The Immediate Effects of Musical Engagement on Spatial-Reasoning Skills

The “Mozart Effect” was first reported in 1993 when Rauscher et al. demonstrated that 10 minutes of exposure to a Mozart piano sonata temporarily enhanced performance on a spatial-reasoning task. Schellenberg et al. suggested that the Mozart Effect may be attributed to heightened states of arousal and mood which could explain the enhanced task performance. The present study investigates the relationship between arousal, mood, and spatial reasoning as measured by the Profile of Mood States 2nd Edition (POMS 2) and a Paper Folding and Cutting Test (PF&C). Seventy-five musicians were randomly assigned to one of four activity conditions varying across two dimensions: activity type (music vs non-music), engagement level (active or passive), and a control. The five conditions include sitting in silence (control), listening to a narrated story (passive, non-music), listening to music (passive, music), reading a story aloud (active, non-music), and sight-reading music (active, music). Participants attend two 50-minute Zoom sessions. In the first session, participants’ arousal and mood are assessed before and after completing their activity. In the second session, participants’ spatial-reasoning skills are assessed before and after their activity. Currently, 66% of the data has been collected, and we anticipate that data collection will be completed by January 2021. A mixed-design analysis of variance (ANOVA) will be used to compare participants’ pretest to post-test PF&C scores between the five experimental conditions. A second mixed-design ANOVA will be used to evaluate within-subject changes in POMS 2 scores alongside changes between-groups. We hypothesize that changes in PF&C scores will be correlated with changes in arousal and mood. Specifically, the active and musical conditions should show relatively larger improvements in arousal and mood coinciding with increased PF&C scores. Our results may provide further evidence that the Mozart effect is a product of heightened arousal and mood.

Author Q&A

What is your research topic, in a nutshell?

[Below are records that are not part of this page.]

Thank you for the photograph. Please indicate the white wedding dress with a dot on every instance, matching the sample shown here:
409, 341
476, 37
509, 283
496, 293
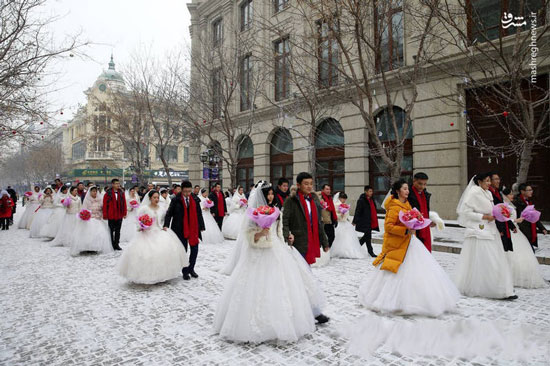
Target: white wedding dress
482, 269
419, 287
42, 216
56, 218
153, 255
129, 224
232, 223
523, 263
92, 235
271, 294
212, 233
346, 243
30, 209
64, 236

Our research topic encompasses the cognitive effects of music listening and musical engagement, specifically pertaining to verbal memory. 

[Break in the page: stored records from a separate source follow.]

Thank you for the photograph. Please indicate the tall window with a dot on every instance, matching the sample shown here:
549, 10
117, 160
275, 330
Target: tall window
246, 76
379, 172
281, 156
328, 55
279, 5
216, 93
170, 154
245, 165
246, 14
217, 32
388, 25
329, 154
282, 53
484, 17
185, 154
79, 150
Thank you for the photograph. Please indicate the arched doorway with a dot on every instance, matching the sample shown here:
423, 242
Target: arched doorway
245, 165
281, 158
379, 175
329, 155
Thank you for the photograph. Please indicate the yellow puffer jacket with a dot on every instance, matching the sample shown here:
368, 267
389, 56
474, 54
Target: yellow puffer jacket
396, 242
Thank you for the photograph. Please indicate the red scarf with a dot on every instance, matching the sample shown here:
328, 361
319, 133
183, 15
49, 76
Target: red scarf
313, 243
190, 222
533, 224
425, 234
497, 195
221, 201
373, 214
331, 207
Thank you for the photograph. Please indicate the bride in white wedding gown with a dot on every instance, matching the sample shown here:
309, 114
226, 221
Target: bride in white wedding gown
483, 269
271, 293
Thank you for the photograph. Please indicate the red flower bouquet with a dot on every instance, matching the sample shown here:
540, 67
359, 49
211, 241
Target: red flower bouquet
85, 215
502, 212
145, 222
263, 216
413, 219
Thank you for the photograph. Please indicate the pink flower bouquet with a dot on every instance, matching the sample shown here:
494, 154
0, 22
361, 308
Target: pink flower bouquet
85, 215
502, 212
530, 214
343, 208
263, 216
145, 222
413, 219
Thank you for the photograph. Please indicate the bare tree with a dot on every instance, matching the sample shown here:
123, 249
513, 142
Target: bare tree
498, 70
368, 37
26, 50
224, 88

How did you come to your research topic? 

Several of our team members are musicians and have heard of the Mozart Effect through previous neuroscience courses. We wanted to explore that further, pertaining specifically to memory. We also had direct connections with Loyola Orchestra members and other music majors at our university. Our mentor also inspired our work with his extensive knowledge on auditory and acoustic function within the realm of psychology and neuroscience.

Where do you see the future direction of this work leading (how might future researchers build on your work or what is left to discover in this field)?

We believe further research in neuroscience and music could eventually illuminate specialized neural regions for music perception, encoding, and learning development. This research could support arguments for early exposure to the arts and music in academia. 

Where are you heading to after graduation?  

I am looking forward to post-baccalaureate research opportunities in clinical psychology or affective neuroscience labs. Subsequentially, I intend to pursue a PhD in Clinical Psychology with a neuroscience emphasis.